- Date: 19–25 October
- Edition: 7th
- Category: Grand Prix
- Draw: 48S / 24D
- Prize money: $100,000
- Surface: Hard / indoor
- Location: Vienna, Austria
- Venue: Wiener Stadthalle

Champions

Singles
- Ivan Lendl

Doubles
- Steve Denton / Tim Wilkison
- ← 1980 · Vienna Open · 1982 →

= 1981 Fischer-Grand Prix =

The 1981 Fischer-Grand Prix was a men's tennis tournament played on indoor hard courts at the Wiener Stadthalle in Vienna in Austria that was part of the 1981 Volvo Grand Prix.
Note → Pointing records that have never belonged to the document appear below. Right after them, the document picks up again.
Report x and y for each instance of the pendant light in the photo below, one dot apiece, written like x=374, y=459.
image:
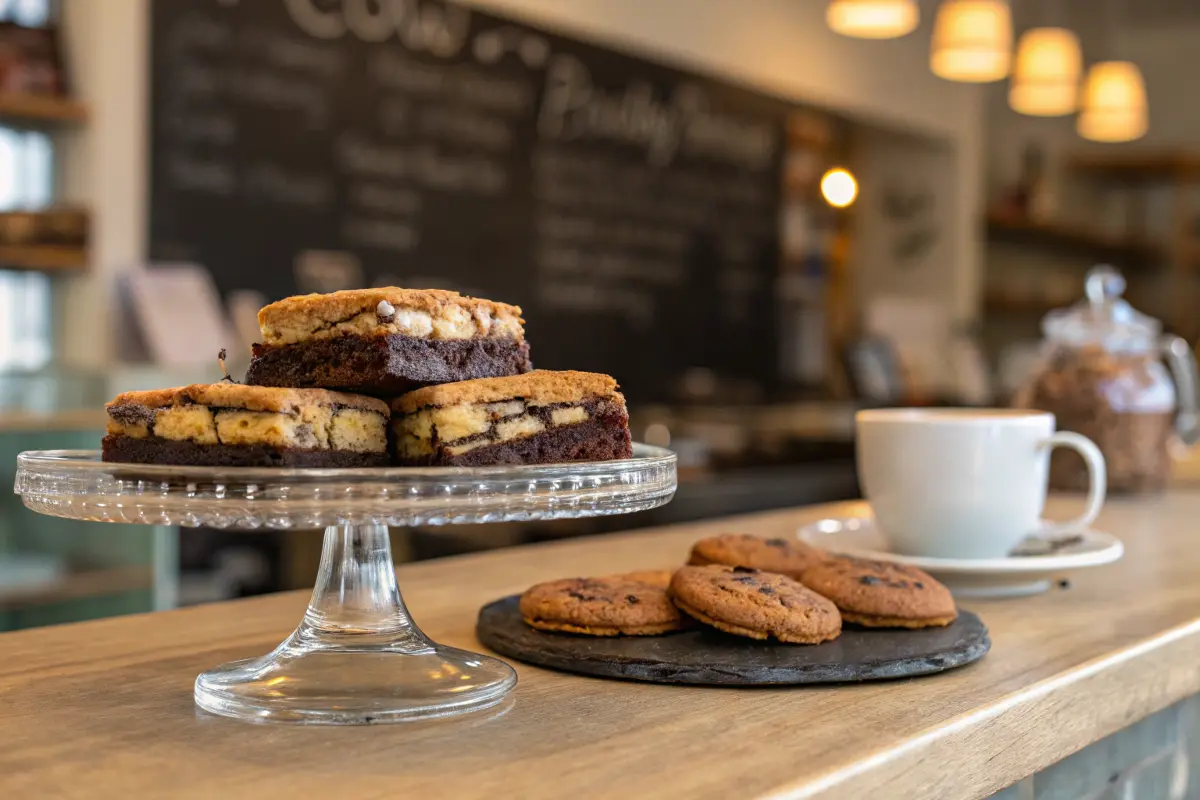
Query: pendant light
x=1045, y=78
x=1114, y=106
x=972, y=41
x=873, y=18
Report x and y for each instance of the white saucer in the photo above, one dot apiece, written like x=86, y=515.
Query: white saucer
x=1003, y=577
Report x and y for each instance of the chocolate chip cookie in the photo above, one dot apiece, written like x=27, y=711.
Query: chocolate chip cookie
x=757, y=605
x=610, y=606
x=781, y=555
x=881, y=594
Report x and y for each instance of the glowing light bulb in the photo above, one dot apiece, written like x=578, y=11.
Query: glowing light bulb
x=839, y=187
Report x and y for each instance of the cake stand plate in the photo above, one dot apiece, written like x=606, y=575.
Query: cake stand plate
x=357, y=656
x=703, y=655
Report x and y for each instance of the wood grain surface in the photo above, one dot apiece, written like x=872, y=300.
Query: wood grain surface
x=105, y=709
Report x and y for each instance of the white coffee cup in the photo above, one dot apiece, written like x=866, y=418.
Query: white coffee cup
x=966, y=483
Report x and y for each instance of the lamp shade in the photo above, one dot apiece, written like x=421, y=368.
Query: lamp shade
x=1045, y=77
x=1114, y=106
x=873, y=18
x=972, y=41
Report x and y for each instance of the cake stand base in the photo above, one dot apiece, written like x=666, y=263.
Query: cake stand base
x=357, y=657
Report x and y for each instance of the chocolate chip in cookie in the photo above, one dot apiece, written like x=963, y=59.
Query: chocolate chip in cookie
x=881, y=594
x=757, y=605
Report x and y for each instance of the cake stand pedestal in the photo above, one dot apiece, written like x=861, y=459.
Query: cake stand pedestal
x=357, y=656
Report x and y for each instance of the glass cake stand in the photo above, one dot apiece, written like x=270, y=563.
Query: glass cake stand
x=357, y=655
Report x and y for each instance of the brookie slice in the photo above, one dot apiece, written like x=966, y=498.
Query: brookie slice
x=229, y=425
x=539, y=417
x=387, y=341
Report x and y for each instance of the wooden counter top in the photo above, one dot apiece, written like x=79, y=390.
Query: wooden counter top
x=105, y=709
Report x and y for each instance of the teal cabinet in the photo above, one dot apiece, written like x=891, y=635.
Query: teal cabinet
x=108, y=569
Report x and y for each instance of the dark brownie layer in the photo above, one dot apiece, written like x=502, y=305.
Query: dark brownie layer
x=592, y=440
x=153, y=450
x=385, y=365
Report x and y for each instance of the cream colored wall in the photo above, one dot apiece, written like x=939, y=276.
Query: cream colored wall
x=777, y=46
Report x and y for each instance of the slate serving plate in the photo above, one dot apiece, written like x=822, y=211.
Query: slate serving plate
x=711, y=657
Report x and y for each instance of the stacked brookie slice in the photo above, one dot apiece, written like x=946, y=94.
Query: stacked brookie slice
x=456, y=372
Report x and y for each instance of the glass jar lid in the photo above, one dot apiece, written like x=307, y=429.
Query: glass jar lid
x=1103, y=317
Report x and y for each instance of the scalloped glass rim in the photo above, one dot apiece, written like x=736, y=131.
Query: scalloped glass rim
x=77, y=485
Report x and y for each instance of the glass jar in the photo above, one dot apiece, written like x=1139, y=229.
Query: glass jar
x=1102, y=374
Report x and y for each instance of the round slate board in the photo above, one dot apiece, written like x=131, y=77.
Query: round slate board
x=708, y=656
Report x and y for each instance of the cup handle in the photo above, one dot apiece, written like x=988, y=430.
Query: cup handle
x=1097, y=480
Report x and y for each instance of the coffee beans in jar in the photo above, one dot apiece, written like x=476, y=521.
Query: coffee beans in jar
x=1125, y=402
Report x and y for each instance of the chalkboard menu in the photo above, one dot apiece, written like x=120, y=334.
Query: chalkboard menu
x=629, y=208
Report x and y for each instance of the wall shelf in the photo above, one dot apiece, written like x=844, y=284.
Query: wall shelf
x=37, y=109
x=1144, y=167
x=1126, y=251
x=48, y=258
x=79, y=584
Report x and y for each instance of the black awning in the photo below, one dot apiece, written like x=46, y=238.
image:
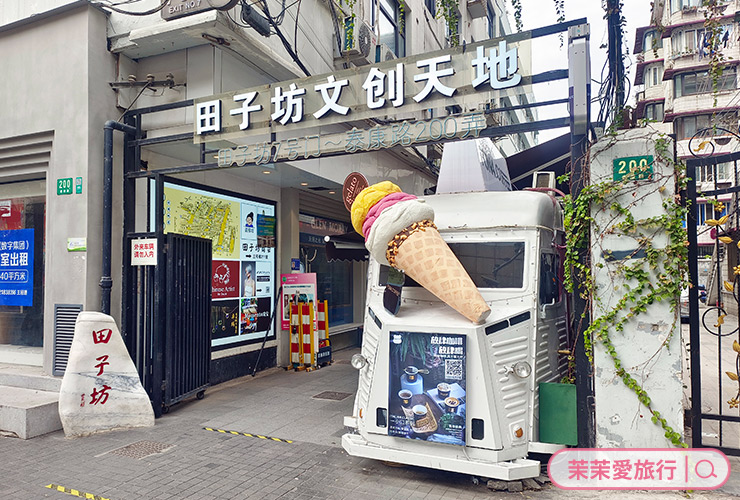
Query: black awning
x=550, y=156
x=349, y=246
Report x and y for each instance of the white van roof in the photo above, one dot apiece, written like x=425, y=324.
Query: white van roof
x=495, y=209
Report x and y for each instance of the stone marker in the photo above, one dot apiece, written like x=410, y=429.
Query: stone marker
x=101, y=390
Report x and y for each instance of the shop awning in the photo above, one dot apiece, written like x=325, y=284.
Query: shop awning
x=349, y=246
x=550, y=156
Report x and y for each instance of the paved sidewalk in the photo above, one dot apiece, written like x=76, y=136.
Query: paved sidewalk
x=189, y=462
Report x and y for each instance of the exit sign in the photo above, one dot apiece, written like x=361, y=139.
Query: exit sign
x=65, y=186
x=633, y=168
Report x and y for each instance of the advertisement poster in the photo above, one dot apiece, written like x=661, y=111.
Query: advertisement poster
x=16, y=267
x=296, y=288
x=427, y=387
x=242, y=273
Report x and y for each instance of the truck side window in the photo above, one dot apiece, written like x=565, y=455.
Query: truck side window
x=549, y=286
x=489, y=264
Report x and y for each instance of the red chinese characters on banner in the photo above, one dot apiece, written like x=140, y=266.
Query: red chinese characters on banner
x=142, y=250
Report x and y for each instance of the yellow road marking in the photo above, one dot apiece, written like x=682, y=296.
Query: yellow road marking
x=237, y=433
x=77, y=493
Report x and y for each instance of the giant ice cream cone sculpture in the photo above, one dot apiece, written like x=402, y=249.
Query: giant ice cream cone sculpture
x=399, y=231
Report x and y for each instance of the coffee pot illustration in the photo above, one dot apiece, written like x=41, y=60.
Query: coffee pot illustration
x=412, y=380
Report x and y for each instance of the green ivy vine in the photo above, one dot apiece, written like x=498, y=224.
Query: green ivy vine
x=658, y=276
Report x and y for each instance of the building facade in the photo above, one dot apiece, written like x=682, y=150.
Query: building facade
x=70, y=66
x=676, y=93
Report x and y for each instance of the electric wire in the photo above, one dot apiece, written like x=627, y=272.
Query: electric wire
x=107, y=5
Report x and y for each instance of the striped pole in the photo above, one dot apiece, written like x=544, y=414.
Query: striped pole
x=306, y=333
x=295, y=341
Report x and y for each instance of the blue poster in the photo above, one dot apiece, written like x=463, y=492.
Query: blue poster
x=16, y=267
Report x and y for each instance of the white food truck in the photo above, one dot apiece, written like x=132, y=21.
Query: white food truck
x=438, y=391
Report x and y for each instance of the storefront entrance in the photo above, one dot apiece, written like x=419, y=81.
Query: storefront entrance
x=22, y=229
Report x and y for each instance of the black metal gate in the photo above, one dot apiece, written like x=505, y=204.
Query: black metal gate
x=713, y=348
x=166, y=318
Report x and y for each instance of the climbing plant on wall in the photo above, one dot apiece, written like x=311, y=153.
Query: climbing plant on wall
x=658, y=274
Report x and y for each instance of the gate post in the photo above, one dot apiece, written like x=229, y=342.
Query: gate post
x=579, y=75
x=694, y=340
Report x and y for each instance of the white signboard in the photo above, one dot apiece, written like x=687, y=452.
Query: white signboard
x=144, y=252
x=470, y=77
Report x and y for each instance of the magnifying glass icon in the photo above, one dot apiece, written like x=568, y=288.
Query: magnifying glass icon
x=711, y=465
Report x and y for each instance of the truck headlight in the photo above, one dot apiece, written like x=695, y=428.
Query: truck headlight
x=358, y=361
x=522, y=369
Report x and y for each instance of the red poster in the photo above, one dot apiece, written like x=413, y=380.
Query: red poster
x=225, y=279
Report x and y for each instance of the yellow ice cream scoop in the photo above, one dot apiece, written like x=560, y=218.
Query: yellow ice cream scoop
x=369, y=197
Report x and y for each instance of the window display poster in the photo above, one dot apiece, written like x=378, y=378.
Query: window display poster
x=16, y=267
x=296, y=288
x=427, y=387
x=243, y=274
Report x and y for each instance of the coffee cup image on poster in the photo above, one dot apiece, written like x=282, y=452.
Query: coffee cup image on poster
x=427, y=387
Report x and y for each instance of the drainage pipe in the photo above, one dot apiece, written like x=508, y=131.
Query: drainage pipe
x=106, y=282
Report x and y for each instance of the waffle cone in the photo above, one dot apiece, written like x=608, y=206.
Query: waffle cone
x=425, y=257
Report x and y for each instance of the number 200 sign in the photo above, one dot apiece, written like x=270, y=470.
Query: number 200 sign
x=633, y=168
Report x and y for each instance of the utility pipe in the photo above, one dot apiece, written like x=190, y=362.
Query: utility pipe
x=106, y=282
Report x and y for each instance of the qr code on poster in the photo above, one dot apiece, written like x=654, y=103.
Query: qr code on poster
x=453, y=369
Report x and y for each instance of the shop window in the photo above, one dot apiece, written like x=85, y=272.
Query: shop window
x=22, y=229
x=333, y=279
x=391, y=25
x=706, y=173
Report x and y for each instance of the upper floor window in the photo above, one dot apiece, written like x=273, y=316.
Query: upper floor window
x=677, y=5
x=654, y=112
x=431, y=6
x=652, y=41
x=653, y=75
x=491, y=16
x=724, y=173
x=391, y=25
x=701, y=82
x=686, y=126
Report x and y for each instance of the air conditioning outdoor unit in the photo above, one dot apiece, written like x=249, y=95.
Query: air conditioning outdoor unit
x=543, y=179
x=383, y=53
x=477, y=8
x=359, y=42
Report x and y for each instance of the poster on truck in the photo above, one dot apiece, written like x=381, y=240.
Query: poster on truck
x=427, y=387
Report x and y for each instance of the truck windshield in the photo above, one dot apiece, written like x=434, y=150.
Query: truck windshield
x=489, y=264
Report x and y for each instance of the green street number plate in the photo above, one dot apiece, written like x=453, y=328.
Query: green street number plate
x=64, y=186
x=633, y=168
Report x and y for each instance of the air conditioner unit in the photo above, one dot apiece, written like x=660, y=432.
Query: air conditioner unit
x=543, y=179
x=383, y=53
x=477, y=8
x=359, y=42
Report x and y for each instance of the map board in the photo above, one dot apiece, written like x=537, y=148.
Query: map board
x=243, y=267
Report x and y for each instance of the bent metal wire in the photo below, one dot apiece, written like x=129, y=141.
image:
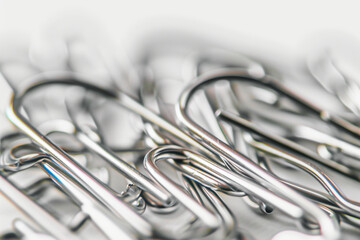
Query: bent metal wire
x=195, y=169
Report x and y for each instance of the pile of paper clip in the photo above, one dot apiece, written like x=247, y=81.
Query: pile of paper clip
x=190, y=141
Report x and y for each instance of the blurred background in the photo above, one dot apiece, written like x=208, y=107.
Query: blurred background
x=279, y=34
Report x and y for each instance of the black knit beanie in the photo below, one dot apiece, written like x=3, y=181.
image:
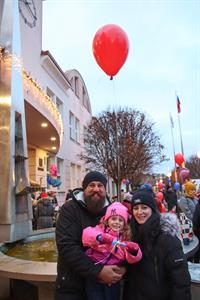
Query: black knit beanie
x=143, y=197
x=94, y=176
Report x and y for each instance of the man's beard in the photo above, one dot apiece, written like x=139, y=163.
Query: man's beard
x=94, y=205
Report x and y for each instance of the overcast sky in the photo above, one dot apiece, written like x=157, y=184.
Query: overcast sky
x=164, y=58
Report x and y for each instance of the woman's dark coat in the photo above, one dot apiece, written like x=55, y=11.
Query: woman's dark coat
x=162, y=274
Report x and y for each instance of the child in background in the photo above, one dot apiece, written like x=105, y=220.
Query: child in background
x=108, y=245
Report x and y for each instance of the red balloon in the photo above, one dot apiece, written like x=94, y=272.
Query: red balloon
x=184, y=174
x=110, y=48
x=179, y=159
x=161, y=185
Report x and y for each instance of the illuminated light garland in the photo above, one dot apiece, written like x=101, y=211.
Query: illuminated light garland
x=31, y=85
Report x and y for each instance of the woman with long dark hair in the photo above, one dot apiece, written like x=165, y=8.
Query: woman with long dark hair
x=162, y=274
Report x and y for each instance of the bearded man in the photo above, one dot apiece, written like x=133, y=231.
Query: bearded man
x=86, y=208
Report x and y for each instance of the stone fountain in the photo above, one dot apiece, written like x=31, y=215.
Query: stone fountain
x=15, y=199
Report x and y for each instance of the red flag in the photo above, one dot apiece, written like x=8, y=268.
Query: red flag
x=178, y=104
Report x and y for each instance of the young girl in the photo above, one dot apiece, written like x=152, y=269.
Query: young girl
x=108, y=245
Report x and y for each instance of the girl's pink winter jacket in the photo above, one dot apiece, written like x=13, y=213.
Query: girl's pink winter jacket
x=107, y=253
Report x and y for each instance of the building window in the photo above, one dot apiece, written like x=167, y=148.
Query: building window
x=59, y=170
x=50, y=94
x=77, y=87
x=74, y=128
x=59, y=105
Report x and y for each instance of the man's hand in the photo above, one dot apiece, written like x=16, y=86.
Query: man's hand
x=110, y=274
It was the seventh edition of the tournament and was held from 19 October until 25 October 1981. First-seeded Ivan Lendl won the singles title.

==Finals==
===Singles===

CSK Ivan Lendl defeated USA Brian Gottfried 1–6, 6–0, 6–1, 6–2
- It was Lendl's 7th singles title of the year and the 14th of his career.

===Doubles===

USA Steve Denton / USA Tim Wilkison defeated USA Sammy Giammalva Jr. / USA Fred McNair 4–6, 6–3, 6–4
- It was Denton's 3rd title of the year and the 7th of his career. It was Wilkison's 2nd title of the year and the 5th of his career.